It was largely Bengali cuisine that I grew up on. Clean flavours, austere usage of spices, abundance of vegetables and local greens fresh from the kitchen garden and local farms and a bountiful profusion of freshwater fishes.
And then one sunny morning, a still teen-aged me bade farewell to the pristine life in my lazy time-stops-still hamlet by the river and took the long arduous bus trek via the emerald forests and mist-riddled hills of Meghalaya to Guwahati for further studies.
Guwahati. My home for the next several years. Guwahati introduced me to the seething Brahmaputra, the Lady at Kamakhya, the warm, loving, innocent Assamese people and exposed my palate to Assamese cuisine, simple, rustic yet delectable.
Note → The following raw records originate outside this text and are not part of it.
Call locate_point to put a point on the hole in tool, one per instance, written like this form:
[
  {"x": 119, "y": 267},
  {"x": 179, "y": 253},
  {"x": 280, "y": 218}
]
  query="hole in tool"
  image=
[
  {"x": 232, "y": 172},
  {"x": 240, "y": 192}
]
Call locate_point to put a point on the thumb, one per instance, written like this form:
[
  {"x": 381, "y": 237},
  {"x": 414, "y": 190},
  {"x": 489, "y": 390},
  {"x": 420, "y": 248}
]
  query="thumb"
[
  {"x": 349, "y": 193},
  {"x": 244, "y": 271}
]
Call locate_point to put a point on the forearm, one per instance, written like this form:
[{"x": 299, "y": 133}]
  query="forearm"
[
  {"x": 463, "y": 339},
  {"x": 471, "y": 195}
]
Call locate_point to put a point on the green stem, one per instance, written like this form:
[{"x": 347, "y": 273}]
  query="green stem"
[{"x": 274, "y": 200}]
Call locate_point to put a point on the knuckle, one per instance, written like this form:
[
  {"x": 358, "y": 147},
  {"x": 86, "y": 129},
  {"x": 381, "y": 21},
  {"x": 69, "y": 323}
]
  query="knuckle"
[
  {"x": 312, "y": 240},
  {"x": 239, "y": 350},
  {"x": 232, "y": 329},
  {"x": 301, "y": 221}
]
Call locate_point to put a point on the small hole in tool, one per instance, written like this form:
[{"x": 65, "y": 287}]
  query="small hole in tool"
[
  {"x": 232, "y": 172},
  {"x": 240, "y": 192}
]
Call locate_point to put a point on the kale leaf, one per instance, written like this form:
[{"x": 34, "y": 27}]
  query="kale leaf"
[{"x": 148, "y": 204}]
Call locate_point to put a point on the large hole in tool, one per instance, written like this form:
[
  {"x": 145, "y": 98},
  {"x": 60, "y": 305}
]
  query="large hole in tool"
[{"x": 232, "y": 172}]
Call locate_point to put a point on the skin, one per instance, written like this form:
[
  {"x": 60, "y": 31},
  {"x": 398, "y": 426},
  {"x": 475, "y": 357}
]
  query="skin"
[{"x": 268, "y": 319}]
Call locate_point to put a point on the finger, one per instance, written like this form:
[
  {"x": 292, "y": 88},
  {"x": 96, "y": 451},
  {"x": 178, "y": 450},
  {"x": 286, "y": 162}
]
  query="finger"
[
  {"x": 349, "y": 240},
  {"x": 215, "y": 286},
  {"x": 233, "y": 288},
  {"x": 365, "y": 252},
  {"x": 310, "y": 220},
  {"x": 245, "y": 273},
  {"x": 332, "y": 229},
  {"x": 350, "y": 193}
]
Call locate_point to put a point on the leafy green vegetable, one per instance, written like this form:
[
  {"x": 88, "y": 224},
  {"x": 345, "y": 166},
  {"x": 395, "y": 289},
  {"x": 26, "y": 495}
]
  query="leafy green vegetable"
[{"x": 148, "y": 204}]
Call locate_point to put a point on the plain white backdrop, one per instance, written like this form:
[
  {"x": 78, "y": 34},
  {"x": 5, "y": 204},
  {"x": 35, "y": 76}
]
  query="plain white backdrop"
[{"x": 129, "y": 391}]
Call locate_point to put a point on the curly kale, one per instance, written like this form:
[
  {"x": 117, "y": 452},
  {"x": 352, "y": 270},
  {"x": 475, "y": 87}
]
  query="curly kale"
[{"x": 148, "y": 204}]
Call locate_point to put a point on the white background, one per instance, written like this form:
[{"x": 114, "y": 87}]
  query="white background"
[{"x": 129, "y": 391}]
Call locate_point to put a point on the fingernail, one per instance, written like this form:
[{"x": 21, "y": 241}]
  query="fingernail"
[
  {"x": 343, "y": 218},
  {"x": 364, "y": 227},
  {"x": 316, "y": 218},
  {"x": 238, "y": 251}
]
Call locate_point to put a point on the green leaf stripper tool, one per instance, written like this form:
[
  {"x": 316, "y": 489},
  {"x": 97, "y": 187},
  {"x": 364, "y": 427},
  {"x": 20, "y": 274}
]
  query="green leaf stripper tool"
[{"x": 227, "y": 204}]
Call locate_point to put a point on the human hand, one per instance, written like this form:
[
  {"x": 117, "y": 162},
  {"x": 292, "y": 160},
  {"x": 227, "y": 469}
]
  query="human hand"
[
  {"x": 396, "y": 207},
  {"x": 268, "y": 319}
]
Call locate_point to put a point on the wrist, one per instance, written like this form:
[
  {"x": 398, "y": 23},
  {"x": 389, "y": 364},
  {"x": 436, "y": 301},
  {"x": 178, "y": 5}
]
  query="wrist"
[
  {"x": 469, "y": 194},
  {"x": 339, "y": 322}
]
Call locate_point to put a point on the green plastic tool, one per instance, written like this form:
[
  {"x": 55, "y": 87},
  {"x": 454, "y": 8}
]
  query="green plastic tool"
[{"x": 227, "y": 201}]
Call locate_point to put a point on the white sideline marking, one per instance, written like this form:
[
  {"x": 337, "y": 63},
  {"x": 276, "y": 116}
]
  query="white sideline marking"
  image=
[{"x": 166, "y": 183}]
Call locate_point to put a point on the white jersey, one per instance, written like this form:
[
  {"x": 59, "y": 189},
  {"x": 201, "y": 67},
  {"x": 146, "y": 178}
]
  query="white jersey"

In my head, thoroughly understated in the pantheon of Indian cuisines.
Time flew on rosy wings and one day it was time for me to leave Assam and the gorgeous friends I had made for life and move on to Delhi.
Delhi was explosion on my food senses. The decadent world of Mughlai cuisine, unmasked in front of me, left me spellbound and numb. This was a hedonists paradise unlike anything I had experienced before and prodigal indulgence was religion.
And before I had recovered from the frenzied riot on my senses, I was already addicted to the nihari at Karims and a monthly sojourn to the Parathewali Gali to keep me ticking had become a ritual.
Delhi also unveiled before me the diverse spectrum of Punjabi cuisine – the ostentatious butter chicken on one hand, and the delectable rajma masala and blessed soulful langar cuisine on the other.
It’ s while at Delhi that my affair with rajma-chawal started, one that continues unabated to this day.